Keren gave him a long look. “But do you have it with you?”
“I’ve got forty-eight hours to produce it if I get ticketed for driving without it. You know that.” Paul held out his hand again.
“But driving without it is still illegal, Pastor P. A couple of days ago you were hassling me for speeding.”
“What’s your point?” Paul wiggled his fingers impatiently.
Keren glared at him, but she could see inaction right now would drive him right to the limit of his self-control. She handed him the keys.
The reporters gave chase, and a little parade formed in the passenger’s side mirror. “Head for the expressway so you’ve got room to maneuver.”
“Way ahead of you.” Paul gave her a No-backseat-driving look.
“How do you survive without a car?”
Paul pulled onto the expressway and moved across three lanes of traffic to the fast lane. “I take the El. A car is an albatross around my neck in this city.” He swerved in front of a car in the slower lane then cut sharply onto an off-ramp and left the few remaining reporters in the dust. He turned around and backtracked, changing directions until he was sure he’d shaken any tail.
“They’re going to make it hard to do our job.” Keren glanced at her watch. “I had hopes of getting to all these places today, but we won’t make it now.”
They went to the first address on the list.

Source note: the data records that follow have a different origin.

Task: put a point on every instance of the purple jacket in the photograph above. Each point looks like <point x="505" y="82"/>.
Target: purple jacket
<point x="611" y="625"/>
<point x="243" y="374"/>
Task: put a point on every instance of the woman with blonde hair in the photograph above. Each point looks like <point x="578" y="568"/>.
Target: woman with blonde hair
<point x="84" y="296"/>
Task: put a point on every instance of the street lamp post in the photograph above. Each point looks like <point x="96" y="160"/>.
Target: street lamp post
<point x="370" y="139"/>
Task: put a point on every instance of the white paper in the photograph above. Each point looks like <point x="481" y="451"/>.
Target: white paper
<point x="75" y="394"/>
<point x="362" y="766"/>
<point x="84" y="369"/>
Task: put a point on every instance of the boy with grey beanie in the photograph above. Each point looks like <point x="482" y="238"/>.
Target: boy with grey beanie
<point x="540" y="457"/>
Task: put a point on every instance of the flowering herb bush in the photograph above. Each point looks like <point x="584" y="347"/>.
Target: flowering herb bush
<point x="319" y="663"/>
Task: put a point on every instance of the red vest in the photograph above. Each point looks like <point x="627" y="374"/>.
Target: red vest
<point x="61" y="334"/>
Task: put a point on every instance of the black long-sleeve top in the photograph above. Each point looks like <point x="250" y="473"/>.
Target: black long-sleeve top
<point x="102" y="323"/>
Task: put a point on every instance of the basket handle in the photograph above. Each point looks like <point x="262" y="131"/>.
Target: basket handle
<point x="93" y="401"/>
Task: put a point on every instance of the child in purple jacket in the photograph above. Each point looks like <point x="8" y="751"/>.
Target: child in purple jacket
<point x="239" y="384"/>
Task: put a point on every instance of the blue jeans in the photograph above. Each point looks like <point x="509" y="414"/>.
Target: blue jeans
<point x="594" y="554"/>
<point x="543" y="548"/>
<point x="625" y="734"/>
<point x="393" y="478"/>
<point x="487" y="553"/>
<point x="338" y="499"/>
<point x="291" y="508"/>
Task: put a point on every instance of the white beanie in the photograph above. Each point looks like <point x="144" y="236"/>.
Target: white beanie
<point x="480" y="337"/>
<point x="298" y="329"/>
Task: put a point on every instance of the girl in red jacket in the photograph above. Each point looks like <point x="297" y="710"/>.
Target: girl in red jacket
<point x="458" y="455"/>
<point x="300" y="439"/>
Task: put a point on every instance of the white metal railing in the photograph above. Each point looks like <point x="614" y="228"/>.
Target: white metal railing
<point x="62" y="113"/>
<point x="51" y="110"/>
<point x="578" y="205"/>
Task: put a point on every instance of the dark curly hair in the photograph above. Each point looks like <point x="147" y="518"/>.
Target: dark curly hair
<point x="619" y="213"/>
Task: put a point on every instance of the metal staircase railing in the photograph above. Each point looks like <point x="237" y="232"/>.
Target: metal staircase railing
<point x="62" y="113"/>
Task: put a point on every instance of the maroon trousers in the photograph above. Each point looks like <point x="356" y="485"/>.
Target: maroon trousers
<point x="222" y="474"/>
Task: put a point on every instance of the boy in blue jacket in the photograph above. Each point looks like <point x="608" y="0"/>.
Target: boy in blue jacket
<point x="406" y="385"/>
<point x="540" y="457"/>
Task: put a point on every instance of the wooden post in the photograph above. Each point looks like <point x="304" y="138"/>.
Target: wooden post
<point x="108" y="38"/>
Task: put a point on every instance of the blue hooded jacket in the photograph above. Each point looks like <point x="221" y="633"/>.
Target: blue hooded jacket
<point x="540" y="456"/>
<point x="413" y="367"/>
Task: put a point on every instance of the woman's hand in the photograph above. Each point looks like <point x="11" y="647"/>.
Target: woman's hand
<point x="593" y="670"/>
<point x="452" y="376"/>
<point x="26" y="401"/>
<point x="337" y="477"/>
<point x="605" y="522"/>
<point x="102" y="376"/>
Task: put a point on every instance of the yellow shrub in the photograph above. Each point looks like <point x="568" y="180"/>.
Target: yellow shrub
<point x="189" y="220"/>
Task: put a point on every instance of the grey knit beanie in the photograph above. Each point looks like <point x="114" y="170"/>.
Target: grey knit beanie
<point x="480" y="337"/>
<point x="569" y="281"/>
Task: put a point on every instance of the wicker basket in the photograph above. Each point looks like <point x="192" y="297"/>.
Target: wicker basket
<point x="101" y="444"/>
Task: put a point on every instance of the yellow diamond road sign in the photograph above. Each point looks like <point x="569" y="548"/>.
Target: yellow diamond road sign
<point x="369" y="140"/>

An hour later, as they left the second supply store, Keren said, “I can’t believe how many people wanted this strange combination of bugs. What are the chances that a dozen companies in Chicago were in desperate need of gnats, flies, and frogs all at the same time?” She stared at her notes, but they stayed the same.
Paul had taken his own notes but didn’t check them because he was driving again, trying to get to the next place before it locked down for the night. “But these orders were all for other things, too. And there is no order for locusts. And what about the beasts? What in the world will he do for that?”
“I can’t stand to think of it.”
“And boils, and good grief, hail. How’s he going to produce a plague of hail?”
“He’s an artist,” Keren said dryly. “I’m sure he’s very creative.”
“He may have ordered other things to throw us off.” Paul tapped the steering wheel as if he were listening to music. “We may have to track down every name we’ve been given, but a lot of these orders add up to serious money. And most of these ordered test tubes and microscope slides and a variety of chemical solutions worth thousands of dollars.”
He veered across two lanes of traffic and swerved onto a side street. He wasn’t dodging reporters now, so he was just driving like a lunatic for the fun of it. Keren vowed to take her keys back as soon as he stopped.
“The orders are mostly connected to schools or medical labs.” Paul took a corner so fast the tires whined. “We won’t track down any of these large purchases unless we have to. Let’s hope we find an order that matches what we need.”
“What do we stake out for beasts? Is it possible he’ll go back to the park? Or back to someone’s apartment that he wants to torment?” Keren grabbed the armrest on the door beside her to keep from tipping over toward Paul. “We found LaToya because we anticipated his hunt for frogs.”
“We found LaToya because we got lucky.” Paul straightened the car out and floored it. “Caldwell brought his own frogs, and we just happened to be close at hand.”
“We found LaToya,” Keren said, “because God wanted her found.”
Paul glanced sharply at her and seemed to lose his focus on their conversation for a minute. He looked back at the street and tightened his hands on the steering wheel and slowed down a bit.
“So beasts, does that mean sheep, cattle?” Keren didn’t know whether to pursue the conversation about God or not. They were almost to their destination.
“In the Bible it says plague of beasts or livestock or animals, depending on which version you read.” Paul seemed to shift mental gears as he spoke of the Bible. Keren hoped it lasted. “If Caldwell wanted to be true to the meaning of the Bible, he’d go to the nearest cattle ranch or stockyards and leave Wilma there.”